We look forward to continuing our engagement with your Working Group, redouble our offer to assist in engaging others in the process, and invite any further questions or consultation.

In sum, we urge the Working Group to move forward on a timeline that permits a robust, transparent, and inclusive process and the thorough study and deliberation that these questions – central and critical to the future of the profession—demand.[4]

Respectfully,

Mary Lu Bilek, Co-Chair
Melissa Colon-Bosolet, Co-Chair
Council on the Profession

Kevin Eli Jason, Co-Chair
Kathleen Rubenstein, Co-Chair
Civil Rights Committee

Katherine Rose Carroll
Disability Law Committee

Tanya Martinez-Gallinucci, Executive Director
NYC Bar Office of Diversity, Equity, Inclusion, and Belonging

Cc: Members of the Working Group on the Future of the New York Bar Examination
(Via Email)

Footnotes

[1] We refer to our letters to the Court of Appeals and the Working Group dated Oct. 23, 2020 (https://www.nycbar.org/reports/letter-to-the-working-group-on-the-future-of-the-new-york-bar-examination-offering-assistance/); Sept. 29, 2021 (https://www.nycbar.org/reports/letter-to-judge-levine-regarding-potential-changes-to-structure-and-focus-of-the-new-york-bar-examination/); and Feb. 15, 2022 (https://www.nycbar.org/reports/recommendations-on-covid-safety-protocols-for-february-2022-bar-exam/). These letters were sent following the shifts in the modality of the bar exam after the onset of the COVID-19 pandemic, and then addressed potential longer-term changes to the exam’s structure and content. In particular, we opposed many of the recommendations of the New York State Bar Association’s Task Force on the Bar Exam, including, inter alia, the recommendation to redouble the exam’s focus on New York-specific law. (All sites last visited Sept. 21, 2022).

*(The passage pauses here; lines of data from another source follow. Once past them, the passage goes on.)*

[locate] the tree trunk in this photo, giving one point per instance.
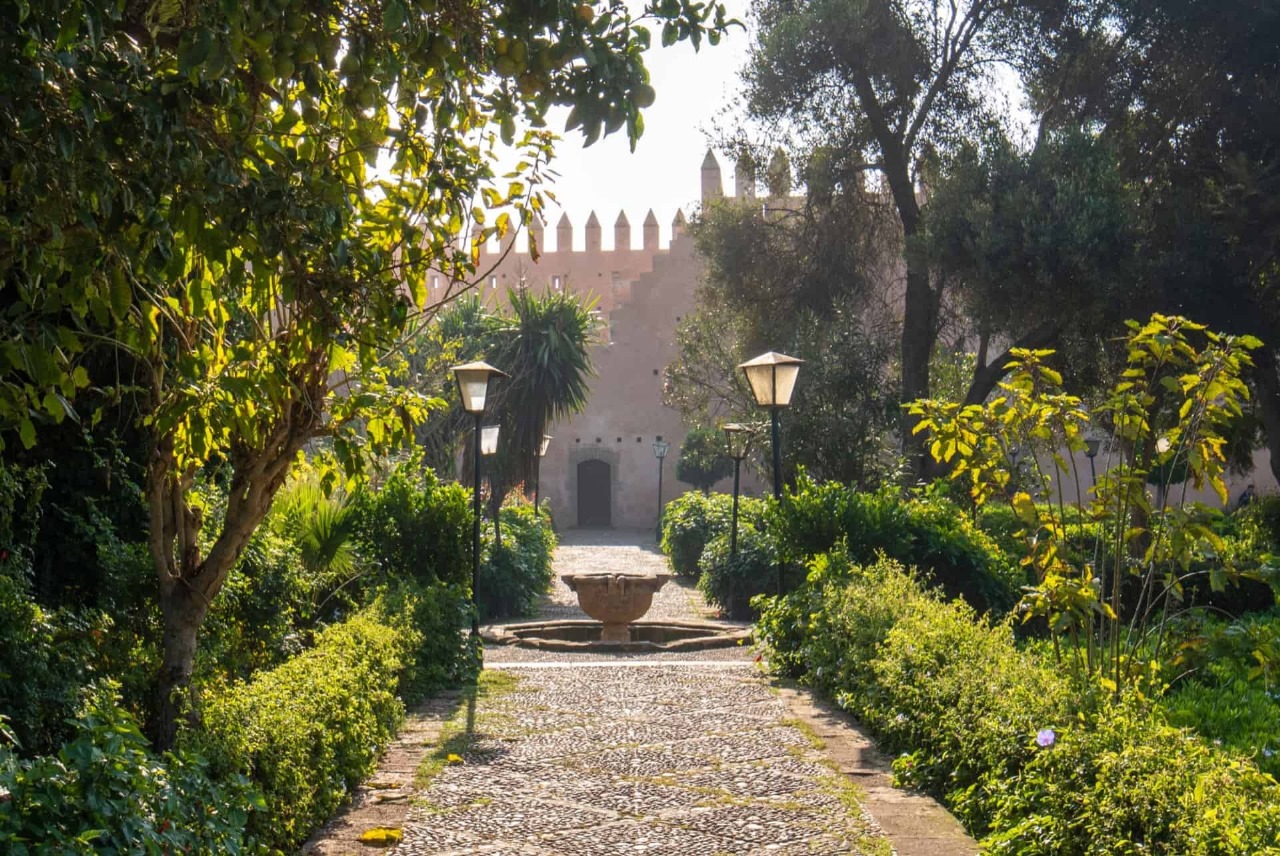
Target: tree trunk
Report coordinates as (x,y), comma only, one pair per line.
(1269,402)
(183,613)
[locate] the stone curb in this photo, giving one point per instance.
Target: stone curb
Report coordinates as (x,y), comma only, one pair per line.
(915,824)
(383,801)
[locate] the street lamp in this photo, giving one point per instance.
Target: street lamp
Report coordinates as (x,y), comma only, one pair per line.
(739,440)
(772,378)
(488,448)
(474,379)
(538,467)
(659,451)
(1092,444)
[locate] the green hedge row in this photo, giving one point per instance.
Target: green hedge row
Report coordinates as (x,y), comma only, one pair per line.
(1005,738)
(104,792)
(516,575)
(310,729)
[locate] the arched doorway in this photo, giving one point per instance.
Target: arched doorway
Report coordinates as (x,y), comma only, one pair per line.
(594,508)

[2]  New York State Unified Court System, Pandemic practices, https://ww2.nycourts.gov/reimagine-the-future/pandemic-practices.shtml.

[3] In our Sept. 29, 2021 letter, the Council on the Profession volunteered to convene a public symposium to bring together diverse viewpoints to present potential critiques and reforms of the Bar Exam. Such a symposium (which could easily be a multi-part series) could also engage other relevant stakeholders (e.g., policymakers, members of the public, judges, etc.) and give those stakeholders the opportunity to ask questions and present ideas. Second, we offered to coordinate and host focus groups about the future of the Bar Exam. We suggested that these focus groups be curated into different pockets of relevant stakeholders. We mentioned, for example: (1) recent law school graduates, (2) recent women law graduates, (3) second career lawyers, (4) foreign-trained LL.M. graduates, (5) first generation lawyers, (6) Black law school graduates, (7) public sector graduates, and representatives from (8) in-house, (9) firm, (10) non-profit, and (11) government practice settings, and (12) members of the State or Federal judiciaries (among other potential constituency groups). Needless to say, these groups will have vital, and different, perspectives on the Bar Exam—its strengths, its weaknesses, and its areas of opportunity.

[4] It is worth noting that a new Chief Judge is likely to take office before the end of the year. Accordingly, it would seem to make sense that the process of assessing the Bar Exam should be taken slowly to allow that individual to offer their perspective before essentially receiving a “final” recommendation from the Working Group.